The project aimed to reduce the occurrences of behaviours of concern and to improve the quality of life for individuals with disability by building the capacity of staff and supporting choice and control for participants. The project aimed to fill the assessment and intervention gap that currently exists in the Mildura region and to decrease the use of restrictive behaviour intervention practices to ensure active, positive and person centred support of the individual through meaningful engagement. The project also aimed to build the communication and self-advocacy skills of people with disability and to develop a holistic person centred intervention model that can be easily replicated in other support services.
The project worked with existing and newly recruited disability support staff. In collaborate with SuniTAFE, an orientation and induction package was developed to be delivered on site. The targeted qualifications and skill set of the workforce will support the participants ‘Actively, Positively and Holistically’. Linking in with other organisations and professionals to build the capacity of staff and participants in the area of self-advocacy and self-regulation will be fundamental to the holistic support process.

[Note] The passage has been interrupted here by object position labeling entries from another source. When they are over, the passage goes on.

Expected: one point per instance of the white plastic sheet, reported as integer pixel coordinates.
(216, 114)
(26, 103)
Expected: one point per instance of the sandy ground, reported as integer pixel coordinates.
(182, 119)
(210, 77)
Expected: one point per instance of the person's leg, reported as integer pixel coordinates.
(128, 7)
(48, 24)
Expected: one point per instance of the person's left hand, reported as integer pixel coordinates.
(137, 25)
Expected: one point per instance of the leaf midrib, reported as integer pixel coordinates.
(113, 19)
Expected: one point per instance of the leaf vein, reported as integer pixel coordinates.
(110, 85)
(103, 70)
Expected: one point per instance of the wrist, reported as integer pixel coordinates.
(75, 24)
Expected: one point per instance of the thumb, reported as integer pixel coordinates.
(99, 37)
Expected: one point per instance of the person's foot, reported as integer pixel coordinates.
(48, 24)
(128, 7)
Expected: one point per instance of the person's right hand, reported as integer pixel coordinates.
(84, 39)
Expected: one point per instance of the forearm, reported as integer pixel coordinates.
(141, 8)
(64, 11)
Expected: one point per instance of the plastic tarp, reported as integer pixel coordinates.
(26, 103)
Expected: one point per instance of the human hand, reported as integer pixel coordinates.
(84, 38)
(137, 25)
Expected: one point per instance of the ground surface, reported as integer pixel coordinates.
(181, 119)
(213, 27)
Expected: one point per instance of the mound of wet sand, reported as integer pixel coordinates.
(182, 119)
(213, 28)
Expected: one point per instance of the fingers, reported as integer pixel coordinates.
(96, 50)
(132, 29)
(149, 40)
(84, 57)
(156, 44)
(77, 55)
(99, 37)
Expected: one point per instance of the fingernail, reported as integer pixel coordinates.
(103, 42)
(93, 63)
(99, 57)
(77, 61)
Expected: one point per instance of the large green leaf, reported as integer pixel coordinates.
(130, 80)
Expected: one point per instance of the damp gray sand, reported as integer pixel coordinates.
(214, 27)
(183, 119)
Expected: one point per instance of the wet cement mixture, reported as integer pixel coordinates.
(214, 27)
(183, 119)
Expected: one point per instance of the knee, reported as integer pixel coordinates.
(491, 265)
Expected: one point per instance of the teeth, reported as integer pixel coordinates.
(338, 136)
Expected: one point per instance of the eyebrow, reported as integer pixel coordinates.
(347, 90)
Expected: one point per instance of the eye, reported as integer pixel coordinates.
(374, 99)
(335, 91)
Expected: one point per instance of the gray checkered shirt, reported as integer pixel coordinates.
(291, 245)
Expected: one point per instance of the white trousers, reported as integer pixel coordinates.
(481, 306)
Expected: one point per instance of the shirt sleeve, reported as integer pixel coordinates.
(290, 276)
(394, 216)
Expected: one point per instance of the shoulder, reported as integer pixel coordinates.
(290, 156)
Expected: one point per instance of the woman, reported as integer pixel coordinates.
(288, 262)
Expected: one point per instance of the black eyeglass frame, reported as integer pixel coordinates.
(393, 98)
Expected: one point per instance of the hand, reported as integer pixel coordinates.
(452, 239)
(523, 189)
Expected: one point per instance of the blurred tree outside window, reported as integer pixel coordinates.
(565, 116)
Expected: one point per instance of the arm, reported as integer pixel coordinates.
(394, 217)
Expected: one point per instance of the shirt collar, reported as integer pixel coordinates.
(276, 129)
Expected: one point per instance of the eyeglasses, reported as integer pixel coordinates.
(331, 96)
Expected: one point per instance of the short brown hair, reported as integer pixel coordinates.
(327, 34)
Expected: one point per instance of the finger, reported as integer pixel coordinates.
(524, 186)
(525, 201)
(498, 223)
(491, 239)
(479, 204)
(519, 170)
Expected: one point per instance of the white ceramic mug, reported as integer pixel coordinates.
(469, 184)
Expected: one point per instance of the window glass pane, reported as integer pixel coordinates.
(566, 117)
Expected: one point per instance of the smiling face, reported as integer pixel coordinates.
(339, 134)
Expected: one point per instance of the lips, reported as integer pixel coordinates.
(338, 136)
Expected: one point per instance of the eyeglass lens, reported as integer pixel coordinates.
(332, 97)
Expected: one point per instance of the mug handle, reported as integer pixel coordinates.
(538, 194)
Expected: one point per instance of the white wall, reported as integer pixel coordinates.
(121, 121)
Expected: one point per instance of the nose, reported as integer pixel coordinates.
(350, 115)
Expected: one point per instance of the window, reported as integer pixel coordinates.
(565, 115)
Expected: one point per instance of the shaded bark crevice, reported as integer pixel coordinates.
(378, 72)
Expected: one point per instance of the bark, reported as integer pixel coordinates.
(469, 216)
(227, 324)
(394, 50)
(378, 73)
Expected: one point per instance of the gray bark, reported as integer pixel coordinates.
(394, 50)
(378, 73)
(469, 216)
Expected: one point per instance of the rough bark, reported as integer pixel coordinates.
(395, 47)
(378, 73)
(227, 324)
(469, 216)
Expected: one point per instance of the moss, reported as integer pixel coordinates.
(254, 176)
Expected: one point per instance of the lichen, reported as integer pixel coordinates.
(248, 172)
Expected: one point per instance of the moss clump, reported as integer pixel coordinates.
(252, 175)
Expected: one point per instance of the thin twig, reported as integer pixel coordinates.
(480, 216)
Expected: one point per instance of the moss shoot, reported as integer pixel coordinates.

An initial challenge was ensuring that staff understand the importance of recording outcomes and information. The introduction of a referral document helped with the recording of information important to measure the effectiveness of interventions and supports provided.
The ‘How Best to Support Me’ document, a holistic plan created by the Christie Centre, has replaced the need for numerous other documents. This plan was undertaken for all the participants in the program and provided information that a support worker requires to understand how to communicate, engage and support the person with disability.
Individual and peer supervision was critical to assisting staff in their role to provide better support and manage any participant’s behaviours of concern.
Opportunities for broader collaboration occurred, including innovative delivery on site of an orientation and induction package delivered by SuniTAFE.
The inclusion of ZERO TOLERANCE as a mandatory training module and the move to a self-managing team platform and circular management saw an increase in the positive and active engagement of both participants and staff.
The NDIS has not rolled out in the Mildura region. Due to being located on state borders, the Christie Centre currently has 12 participants transitioned to the NDIS. This provides an opportunity to test some assumptions and identify if there are major challenges in providing supports as identified in plans.
The Christie Centre is a primary support organisation for five social enterprises and four independent living, work ready and skill development branches. The opportunities, quality and types of support provided by the Christie Centre has led to an increase in participants, causing an immediate need to recruit and train more staff. This in itself is a challenge at present.
Change management is always a risk as the process of change itself has roadblocks (e.g., money, resources, internal and external factors).
Time is always a risk factor – other ‘things’ pop up and divert attention, causing interruptions and delays. The introduction of the stand-up meetings has been a risk in the way of introducing ‘new’ and ‘different’. However, the quick morning stand-up meetings have proven to be useful and help with planning and managing daily interruptions.